Due to industrialization, improved transportation, an increase in leisure time as well as the wanderlust generated by landscape painting and photography, the 1900's witnessed an expansion in the fascination and the exploration of the environment.
Prior to email, texting, Instagram and Twitter, the postcard was an economical and relatively immediate means of connecting and communicating, sending a few lines of text with a relevant and compelling visual image. Trysts, picnics, walks, hikes, swimming, camping and boating excursions fueled the sentiment "wish you were here". The innate impulse to share one's experience found expression in the iconic photo-postcards of the 1900's, the Golden Age of the printed postcard. For the cost of one cent, notification of a delay in plans, sharing an inspirational view or a destination safely reached could easily and quickly be communicated.
Altering the iconic images by weaving multiple views together, the pixelated scenes become intriguing alternate visions of a reality suspended from their original context.The aged quality of the photograph informs and enhances the varied combinations creating simultaneous vantage points. They playfully represent the merging of a vision of history, the moments caught and the subjective impressions which through the passage of time have been transformed.
Photo-postcards from the early 1900's provide an intriguing, subtle and intimate format to explore worlds unlimited in association, memory and history.
Views of the Moselle/Ansichten der Mosel
Die Mosel* - a booklet of representative photogravure images dated 1917, inspired this portfolio of ten altered and recombined antique photo postcards. The charming towns, castles, and scenic views captured along the river valley are an eloquent testimony to the atmosphere of the area in the early twentieth century.
More than 60 years later I had the opportunity to live in Southern Germany for a few years and extensively tour the countryside. The scenic strolls, day trips and constant explorations provided rich varied experiences which led to a deep understanding of the cultural complexities. Observation is a personal modification of the visual information one receives. The dense quality of the photogravure enhances the varied combinations creating simultaneous vantage points. They represent the merging of a vision of history, the touring experience and the subjective impressions which through the passage of time have been transformed, now over forty years since my first encounter with this countryside.
*A tributary of the Rhone running through Germany, France and Luxembourg
"Through cutting and reassembling ten antique postcards to form new scenes, Kunstadt recontextualizes the complex history and culture of the area in an attempt to better understand her sojourn there."
Alexander Campos, Tell Me How You REALLY FEEL: diaristic tendencies, Center For Book Arts, New York, NY.
Valle de la Meuse/Valley of the Meuse* - An Environmental Paradigm
Valle de Meuse* - a booklet of representative images from the early 1900's, inspired this folio of five altered and recombined antique photo postcards. The boat landings, charming castles and scenic views captured along the river valley are an eloquent testimony to the appealing atmosphere of the region early in the twentieth century.

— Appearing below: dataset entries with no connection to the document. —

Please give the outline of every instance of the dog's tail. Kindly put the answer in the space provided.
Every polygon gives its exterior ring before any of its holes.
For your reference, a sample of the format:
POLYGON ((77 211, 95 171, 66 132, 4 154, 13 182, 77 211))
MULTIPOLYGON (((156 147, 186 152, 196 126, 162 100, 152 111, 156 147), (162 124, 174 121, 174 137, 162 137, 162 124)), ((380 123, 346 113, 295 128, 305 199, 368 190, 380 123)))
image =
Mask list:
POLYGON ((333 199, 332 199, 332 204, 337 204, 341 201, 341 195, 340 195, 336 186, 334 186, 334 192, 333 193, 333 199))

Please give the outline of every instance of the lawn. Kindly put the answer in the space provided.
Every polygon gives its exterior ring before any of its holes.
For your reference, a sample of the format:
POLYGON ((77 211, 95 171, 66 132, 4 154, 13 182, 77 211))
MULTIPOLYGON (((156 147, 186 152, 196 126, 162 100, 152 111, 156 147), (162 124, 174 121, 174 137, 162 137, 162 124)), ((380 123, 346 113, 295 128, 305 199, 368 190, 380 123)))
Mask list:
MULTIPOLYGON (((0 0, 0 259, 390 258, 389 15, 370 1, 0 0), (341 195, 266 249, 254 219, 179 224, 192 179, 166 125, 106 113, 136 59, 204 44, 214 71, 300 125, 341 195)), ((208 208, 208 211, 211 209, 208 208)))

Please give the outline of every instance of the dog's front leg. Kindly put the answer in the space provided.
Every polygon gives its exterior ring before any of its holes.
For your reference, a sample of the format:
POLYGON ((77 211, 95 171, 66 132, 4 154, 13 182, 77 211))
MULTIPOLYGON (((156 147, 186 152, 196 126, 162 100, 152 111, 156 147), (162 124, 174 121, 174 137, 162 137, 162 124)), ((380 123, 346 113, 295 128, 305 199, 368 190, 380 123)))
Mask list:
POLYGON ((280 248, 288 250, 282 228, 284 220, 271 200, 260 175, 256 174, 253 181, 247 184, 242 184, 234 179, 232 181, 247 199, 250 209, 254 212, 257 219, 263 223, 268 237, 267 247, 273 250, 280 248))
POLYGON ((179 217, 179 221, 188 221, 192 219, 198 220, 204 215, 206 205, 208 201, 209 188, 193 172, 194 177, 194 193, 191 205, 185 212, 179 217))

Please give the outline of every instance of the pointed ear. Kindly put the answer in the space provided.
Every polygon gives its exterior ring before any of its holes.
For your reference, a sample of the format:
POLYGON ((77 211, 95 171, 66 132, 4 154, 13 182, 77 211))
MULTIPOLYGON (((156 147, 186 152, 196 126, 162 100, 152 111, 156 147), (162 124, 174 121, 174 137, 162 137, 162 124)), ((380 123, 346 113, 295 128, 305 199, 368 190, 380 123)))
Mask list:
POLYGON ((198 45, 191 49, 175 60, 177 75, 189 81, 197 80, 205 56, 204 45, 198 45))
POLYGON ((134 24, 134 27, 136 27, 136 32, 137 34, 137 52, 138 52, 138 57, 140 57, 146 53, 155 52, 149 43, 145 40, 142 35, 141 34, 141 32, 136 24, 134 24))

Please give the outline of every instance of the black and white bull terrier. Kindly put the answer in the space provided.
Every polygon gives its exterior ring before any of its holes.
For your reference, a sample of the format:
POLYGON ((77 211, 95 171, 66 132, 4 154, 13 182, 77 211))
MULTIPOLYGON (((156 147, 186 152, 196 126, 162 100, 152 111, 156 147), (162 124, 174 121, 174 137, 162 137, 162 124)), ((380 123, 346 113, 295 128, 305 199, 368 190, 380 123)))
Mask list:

The river valley of idyllic views captured for its touring potential was eventually environmentally challenged. Its lower Belgian portion was the first fully industrialized area in continental Europe. The air became so polluted that in 1930 several thousands became ill and within a few days sixty perished from excessive fluorine gas from the factories.
An international agreement was signed in Belgium in 2002 about management of the river by France, Germany, Luxembourg, the Netherlands, and Belgium. Thus an International Commission on the Meuse has the responsibility for implementation of the treaty.
*The Meuse is one of the five oldest rivers in the world. The Meuse is a major European river, rising in France and flowing through Belgium and the Netherlands before draining into the North Sea. From 1301 the upper Meuse roughly marked the western border of the Holy Roman Empire. The first landscape painted in the Middle Ages was a landscape of the Meuse.